Мне случалось с тобой говорить, проболтавшийся баловень пыток, смертным выдохом ран горловых я тебе поставляла эпитет.
Но довольно! Всесветлый объем не таращь и предайся блаженству. Хватит рыскать в рассудке моем похвалы твоему совершенству.
Не упорствуй, не шарь в пустоте, выпит мед из таинственных амфор. И по чину ль твоей красоте примерять украшенье метафор?
Знает тот, кто в семь дней сотворил семицветие белого света, как голодным тщеславьем твоим клянчишь ты подаяний поэта?
Прогоняю, стращаю, кляну, выхожу на балкон. Озираюсь. Вижу дерево, море, луну, их беспамятство и безымянность.
Плачу, бедствую, гибну почти, говорю: о, даруй мне пощаду, погуби меня, только прости! И откуда-то слышу: - Прощаю...
x x x
Мне вспоминать сподручней, чем иметь. Когда сей миг и прошлое мгновенье соединятся, будто медь и медь, их общий звук и есть стихотворенье.
Как я люблю минувшую весну, и дом, и сад, чья сильная природа трудом горы держалась на весу поверх земли, но ниже небосвода.
Люблю сейчас, но, подлежа весне, я ощущала только страх и вялость к объему моря, что в ночном окне мерещилось и подразумевалось.
Когда сходились море и луна, студил затылок холодок мгновенный, как будто я, превысив чин ума, посмела фамильярничать с вселенной.
В суть вечности заглядывал балкон не слишком ли?
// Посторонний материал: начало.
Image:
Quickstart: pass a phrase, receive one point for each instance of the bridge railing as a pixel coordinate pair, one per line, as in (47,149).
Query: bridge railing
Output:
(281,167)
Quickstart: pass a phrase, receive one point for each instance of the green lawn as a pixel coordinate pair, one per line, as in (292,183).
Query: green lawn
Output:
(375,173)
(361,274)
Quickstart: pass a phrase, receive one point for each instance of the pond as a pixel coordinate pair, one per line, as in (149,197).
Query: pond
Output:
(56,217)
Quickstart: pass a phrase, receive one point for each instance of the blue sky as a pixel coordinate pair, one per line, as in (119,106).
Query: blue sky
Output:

Но оставалась радость, что, возымев во времени былом день нынешний, - за все я отыграюсь.
Не наглость ли - при море и луне их расточать и обмирать от чувства: они живут воочью, как вчерне и набело, навек во мне очнутся.
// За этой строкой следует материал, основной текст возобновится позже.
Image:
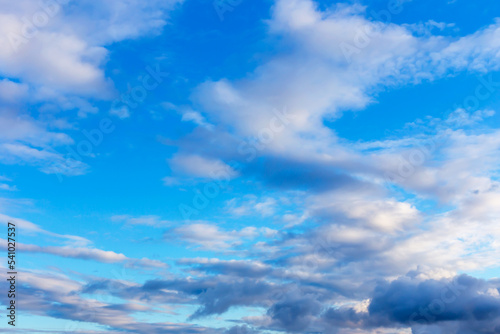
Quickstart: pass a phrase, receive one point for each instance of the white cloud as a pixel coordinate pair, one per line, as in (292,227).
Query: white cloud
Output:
(202,167)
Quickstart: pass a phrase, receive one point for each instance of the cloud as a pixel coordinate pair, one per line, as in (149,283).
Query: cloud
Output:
(201,167)
(210,236)
(153,221)
(29,227)
(90,254)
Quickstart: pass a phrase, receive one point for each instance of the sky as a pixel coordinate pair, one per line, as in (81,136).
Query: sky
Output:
(251,167)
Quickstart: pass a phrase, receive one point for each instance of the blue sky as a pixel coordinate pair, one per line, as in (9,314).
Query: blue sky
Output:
(245,167)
Что происходит между тем и тем мгновеньями? Как долго длится это в душе крепчает и взрослеет тень оброненного в глушь веков предмета.
Не в этом ли разгадка ремесла, чьи правила: смертельный страх и
доблесть, блеск бытия изжить, спалить дотла и выгадать его бессмертный отблеск?
ВОСПОМИНАНИЕ О ЯЛТЕ
В тот день случился праздник на земле. Для ликованья все ушли из дома, оставив мне два фонаря во мгле по сторонам глухого водоема.
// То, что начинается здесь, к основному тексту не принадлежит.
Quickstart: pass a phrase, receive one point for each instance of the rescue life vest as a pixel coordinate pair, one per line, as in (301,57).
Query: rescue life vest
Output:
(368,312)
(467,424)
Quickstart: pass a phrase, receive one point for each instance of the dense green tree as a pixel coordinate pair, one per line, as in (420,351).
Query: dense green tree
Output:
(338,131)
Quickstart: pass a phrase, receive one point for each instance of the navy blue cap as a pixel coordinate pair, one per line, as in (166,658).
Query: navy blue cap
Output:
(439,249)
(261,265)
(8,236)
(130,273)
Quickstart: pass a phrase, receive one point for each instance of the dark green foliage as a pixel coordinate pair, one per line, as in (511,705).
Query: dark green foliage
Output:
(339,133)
Еще и тем был сон воды храним, что, намертво рожден из алебастра, над ним то ль нетопырь, то ль херувим улыбкой слабоумной улыбался.
Мы были с ним недальняя родня среди насмешек и неодобренья он нежно передразнивал меня значеньем губ и тщетностью паренья.
Внизу, в порту, в ту пору и всегда, неизлечимо и неугасимо пульсировала бледная звезда, чтоб звать суда и пропускать их мимо.
Любовью жегся и любви учил вид полночи. Я заново дивилась неистовству, с которым на мужчин и женщин человечество делилось.